Gap year atau jeda studi satu tahun atau lebih kerap diambil seseorang untuk mempersiapkan diri lebih baik. Hal itu juga dialami, Dhiva Angger Sakhena.
Dhiva panggilan akrabnya memiliki jalan yang lebih panjang untuk menempuh studi di bangku perkuliahan. Pada tahun pertama seleksi masuk perguruan tinggi, ia belum berhasil hingga akhirnya memilih gap year selama satu tahun.

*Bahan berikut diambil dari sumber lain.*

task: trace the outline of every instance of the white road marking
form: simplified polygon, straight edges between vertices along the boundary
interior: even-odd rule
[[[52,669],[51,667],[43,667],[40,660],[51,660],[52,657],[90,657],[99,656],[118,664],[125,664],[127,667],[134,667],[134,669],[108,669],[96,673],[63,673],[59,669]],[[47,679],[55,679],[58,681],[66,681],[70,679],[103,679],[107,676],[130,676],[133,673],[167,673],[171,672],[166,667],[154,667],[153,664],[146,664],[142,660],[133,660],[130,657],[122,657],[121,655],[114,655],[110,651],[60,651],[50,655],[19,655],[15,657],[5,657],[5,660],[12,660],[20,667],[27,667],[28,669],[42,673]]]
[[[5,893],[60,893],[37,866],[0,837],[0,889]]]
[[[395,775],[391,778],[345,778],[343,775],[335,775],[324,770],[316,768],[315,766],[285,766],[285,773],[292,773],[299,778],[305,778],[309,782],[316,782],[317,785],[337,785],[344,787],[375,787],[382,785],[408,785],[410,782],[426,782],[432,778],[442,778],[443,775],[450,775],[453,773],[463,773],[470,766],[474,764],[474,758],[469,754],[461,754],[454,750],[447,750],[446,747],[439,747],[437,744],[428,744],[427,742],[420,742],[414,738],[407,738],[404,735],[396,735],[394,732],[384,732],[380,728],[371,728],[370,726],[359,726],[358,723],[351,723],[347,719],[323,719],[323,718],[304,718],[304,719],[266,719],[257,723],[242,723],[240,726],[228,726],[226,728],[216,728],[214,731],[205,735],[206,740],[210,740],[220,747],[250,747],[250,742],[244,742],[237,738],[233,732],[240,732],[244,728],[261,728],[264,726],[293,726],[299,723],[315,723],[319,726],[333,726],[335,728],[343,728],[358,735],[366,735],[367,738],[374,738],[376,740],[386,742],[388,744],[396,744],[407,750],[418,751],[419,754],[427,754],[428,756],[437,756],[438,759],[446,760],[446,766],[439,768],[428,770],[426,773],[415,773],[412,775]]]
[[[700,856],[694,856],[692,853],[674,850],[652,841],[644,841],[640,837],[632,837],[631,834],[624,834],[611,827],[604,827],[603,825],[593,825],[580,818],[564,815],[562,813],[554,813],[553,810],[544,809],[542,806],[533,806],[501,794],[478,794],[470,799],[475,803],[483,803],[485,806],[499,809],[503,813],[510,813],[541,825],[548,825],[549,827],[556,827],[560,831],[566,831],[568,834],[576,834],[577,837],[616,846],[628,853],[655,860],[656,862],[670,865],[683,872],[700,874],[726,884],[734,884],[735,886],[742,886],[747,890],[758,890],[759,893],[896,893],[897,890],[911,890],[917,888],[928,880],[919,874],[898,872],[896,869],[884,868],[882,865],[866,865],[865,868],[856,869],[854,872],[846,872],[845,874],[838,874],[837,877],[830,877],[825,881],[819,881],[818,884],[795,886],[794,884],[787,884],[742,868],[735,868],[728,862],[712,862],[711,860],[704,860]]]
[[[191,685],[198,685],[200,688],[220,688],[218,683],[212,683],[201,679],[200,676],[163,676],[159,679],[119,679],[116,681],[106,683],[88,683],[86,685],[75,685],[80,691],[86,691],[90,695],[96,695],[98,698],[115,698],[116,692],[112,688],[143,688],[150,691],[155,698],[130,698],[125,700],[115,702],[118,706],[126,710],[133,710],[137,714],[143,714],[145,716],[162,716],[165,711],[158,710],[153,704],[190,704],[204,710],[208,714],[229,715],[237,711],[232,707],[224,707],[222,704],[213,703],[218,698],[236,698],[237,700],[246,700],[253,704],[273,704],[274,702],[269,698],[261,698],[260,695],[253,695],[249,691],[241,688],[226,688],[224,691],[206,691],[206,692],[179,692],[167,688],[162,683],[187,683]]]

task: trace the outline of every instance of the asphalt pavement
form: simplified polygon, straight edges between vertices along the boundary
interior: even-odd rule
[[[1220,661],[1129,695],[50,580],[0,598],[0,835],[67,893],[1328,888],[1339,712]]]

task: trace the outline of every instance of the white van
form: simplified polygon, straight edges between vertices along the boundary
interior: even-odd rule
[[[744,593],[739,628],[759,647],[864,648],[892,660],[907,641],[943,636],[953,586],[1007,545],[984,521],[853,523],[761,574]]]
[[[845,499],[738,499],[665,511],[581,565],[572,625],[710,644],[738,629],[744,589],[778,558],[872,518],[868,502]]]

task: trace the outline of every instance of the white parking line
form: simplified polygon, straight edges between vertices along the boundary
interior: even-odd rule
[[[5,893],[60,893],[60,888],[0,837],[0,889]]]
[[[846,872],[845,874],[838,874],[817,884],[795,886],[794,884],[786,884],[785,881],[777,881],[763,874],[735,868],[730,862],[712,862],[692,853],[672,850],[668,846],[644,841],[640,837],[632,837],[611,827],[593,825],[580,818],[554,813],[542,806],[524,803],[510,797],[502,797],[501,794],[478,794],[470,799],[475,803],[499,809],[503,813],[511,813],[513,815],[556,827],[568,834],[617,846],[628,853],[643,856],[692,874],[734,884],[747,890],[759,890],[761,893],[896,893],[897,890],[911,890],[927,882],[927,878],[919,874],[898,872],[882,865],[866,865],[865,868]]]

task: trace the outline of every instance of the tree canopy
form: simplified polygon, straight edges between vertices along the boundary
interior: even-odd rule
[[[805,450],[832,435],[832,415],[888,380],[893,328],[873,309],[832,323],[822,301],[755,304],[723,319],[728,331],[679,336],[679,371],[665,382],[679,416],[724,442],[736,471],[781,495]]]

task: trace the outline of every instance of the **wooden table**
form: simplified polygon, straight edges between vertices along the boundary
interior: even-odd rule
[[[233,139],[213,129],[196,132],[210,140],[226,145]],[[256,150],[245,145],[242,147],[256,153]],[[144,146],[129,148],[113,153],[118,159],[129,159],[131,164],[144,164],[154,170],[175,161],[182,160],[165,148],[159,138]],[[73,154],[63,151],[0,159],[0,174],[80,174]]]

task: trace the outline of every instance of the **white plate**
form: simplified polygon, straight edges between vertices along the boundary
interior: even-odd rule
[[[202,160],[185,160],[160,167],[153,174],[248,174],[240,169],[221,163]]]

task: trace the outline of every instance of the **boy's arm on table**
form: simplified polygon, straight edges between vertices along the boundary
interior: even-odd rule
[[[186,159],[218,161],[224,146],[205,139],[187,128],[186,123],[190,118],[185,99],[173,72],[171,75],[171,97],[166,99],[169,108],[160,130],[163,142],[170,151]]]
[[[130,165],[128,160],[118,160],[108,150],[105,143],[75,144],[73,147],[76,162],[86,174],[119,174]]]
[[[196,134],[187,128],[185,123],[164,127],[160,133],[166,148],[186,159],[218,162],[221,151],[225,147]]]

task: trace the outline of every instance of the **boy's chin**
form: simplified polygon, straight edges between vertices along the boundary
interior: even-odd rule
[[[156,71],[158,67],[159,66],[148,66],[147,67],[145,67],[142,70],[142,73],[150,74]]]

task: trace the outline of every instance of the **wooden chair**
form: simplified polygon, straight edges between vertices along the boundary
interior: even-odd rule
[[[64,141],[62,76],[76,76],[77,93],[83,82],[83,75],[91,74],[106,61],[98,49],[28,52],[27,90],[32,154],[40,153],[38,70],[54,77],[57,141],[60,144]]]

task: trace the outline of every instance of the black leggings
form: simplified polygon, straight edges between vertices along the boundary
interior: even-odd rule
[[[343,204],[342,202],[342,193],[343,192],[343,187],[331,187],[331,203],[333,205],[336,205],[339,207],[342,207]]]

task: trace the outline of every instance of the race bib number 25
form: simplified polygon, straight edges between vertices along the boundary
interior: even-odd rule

Kegagalan itu nyatanya tidak menyurutkan semangat Dhiva untuk belajar. Ia tidak memilih untuk berlarut dalam kesedihan dan patah semangat, melainkan memilih untuk mengabdi pada masyarakat.
SCROLL TO CONTINUE WITH CONTENT
Ya, di waktu itu Dhiva mempersiapkan diri sambil mengajar bahasa Inggris bagi anak-anak desanya di wilayah Sukarejo, Tugu, Trenggalek, Jawa Timur. Setahun kemudian, Dhiva kembali mencoba mendaftar universitas melalui jalur SBMPTN.
Mimpi yang dibangun dengan persiapan matang akhirnya terwujud usai ia diterima sebagai mahasiswa di program studi Administrasi Publik Fakultas Ilmu Sosial dan Ilmu Politik Universitas Negeri Yogyakarta (FISIP UNY). Masa-masa persiapan selama satu tahun membangun percaya diri untuk melalui setiap rintangan yang ada.
"Saya percaya diri saya lebih kompeten daripada rintangan yang saya hadapi," ungkap Dhiva dikutip dari laman resmi UNY, Rabu (29/10/2025).
Jadi Finalis Debat Dunia 2022
Kegagalan yang membuatnya gap year tak membayangi dan mengalami kegiatan akademik Dhiva di kampus. Ia terkenal menjadi sosok yang aktif di organisasi dan kompetisi debat bahasa Inggris.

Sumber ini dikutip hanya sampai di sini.